Лансер сказал:
— Разрешите мне сесть.
— Зачем спрашивать? Опять ложь. Вы могли бы приказать мне разговаривать с вами стоя.
Лансер сказал:
— Нет. Можете не верить мне, но это не ложь. Лично я питаю уважение к вам и к вашему посту, но… — он поднес на секунду руку ко лбу. — То, что думаю я, сэр, я, человек известного возраста и с известным грузом воспоминаний, не имеет никакого значения. Я могу согласиться с вами, но это дела не изменит. Военная и политическая система, в которой я работаю, имеет некоторые теоретические и практические установки, и они определены раз и навсегда.
Оурден сказал:
— И эти установки испокон веков оказывались несостоятельными.
Лансер горько рассмеялся.
— Я, как некая человеческая личность с известным грузом воспоминаний, могу согласиться с вами, могу даже добавить, что одна из основных особенностей людей военного образа мыслей и действия — это неспособность учиться, неспособность видеть что-либо помимо кровопролития, кое является их прямой обязанностью. Но я не склонен предаваться воспоминаниям.
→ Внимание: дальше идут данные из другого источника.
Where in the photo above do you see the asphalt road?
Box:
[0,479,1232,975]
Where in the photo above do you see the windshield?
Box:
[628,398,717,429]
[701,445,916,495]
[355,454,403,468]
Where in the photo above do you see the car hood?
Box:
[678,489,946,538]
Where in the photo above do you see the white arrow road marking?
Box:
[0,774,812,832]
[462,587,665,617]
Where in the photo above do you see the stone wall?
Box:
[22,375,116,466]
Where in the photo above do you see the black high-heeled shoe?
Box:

Шахтера следует расстрелять публично, ибо, согласно теории, это заставит других воздержаться от нападений на наших людей.
Оурден сказал:
— Тогда давайте прекратим этот разговор.
— Нет, мы будем продолжать его. Нам нужна ваша помощь.
Несколько минут Оурден сидел молча, потом сказал:
— Вот как я решил: сколько у вас было пулеметчиков, которые расстреляли наших солдат?
— Да, вероятно, человек двадцать, не больше, — сказал Лансер.
— Хорошо. Если вы расстреляете их, я вынесу смертный приговор Мордену.
— Вы шутите! — сказал полковник.
— Нет, не шучу.
— Вы прекрасно знаете, что это невозможно.
— Знаю, — сказал Оурден. — И то, о чем вы просите, тоже невозможно.
Лансер сказал:
— Я это предчувствовал. Мэром все-таки будет Корелл, — он быстро поднял голову. — Вы останетесь на суде?
— Да, останусь. Алексу будет не так одиноко со мной.
Лансер посмотрел на него и вяло улыбнулся.
— Мы взяли на себя нелегкую работу, не так ли?
— Да, — сказал мэр, самую непосильную работу, какая только может быть. Единственное, чего не достичь никакими силами.
— А именно?
— Вы хотите сломить человеческий дух на веки веков.
Голова Оурдена чуть поникла к столу, и он сказал, не поднимая глаз.
— Вот и снег. И ночи не дождался. Люблю нежный, прохладный запах снега.
Глава четвертая
К одиннадцати часам снег повалил большими мягкими хлопьями, и неба совсем не стало видно. Люди торопливо шагали сквозь снежную завесу, а снег наметало у дверных порогов, наметало на статую на городской площади и на рельсы, проложенные от шахты к гавани. Снег валил и валил, и колеса тележек то и дело заносило на сторону. А над городом нависла тьма, еще более густая, чем снежная туча, над городом нависла угрюмость и сухая, нарастающая ненависть. Люди не задерживались на улице, они открывали двери домов, и двери захлопывались за ними, и казалось, что из-за каждой занавески на улицу смотрят чьи-то глаза, и когда по городу проходили солдаты, взгляд этих глаз — холодный, угрюмый — был устремлен на них. Люди заходили в лавки купить что-нибудь к завтраку, спрашивали то, что им было нужно, получали требуемое, платили деньги и уходили, не обменявшись приветствием с продавцом.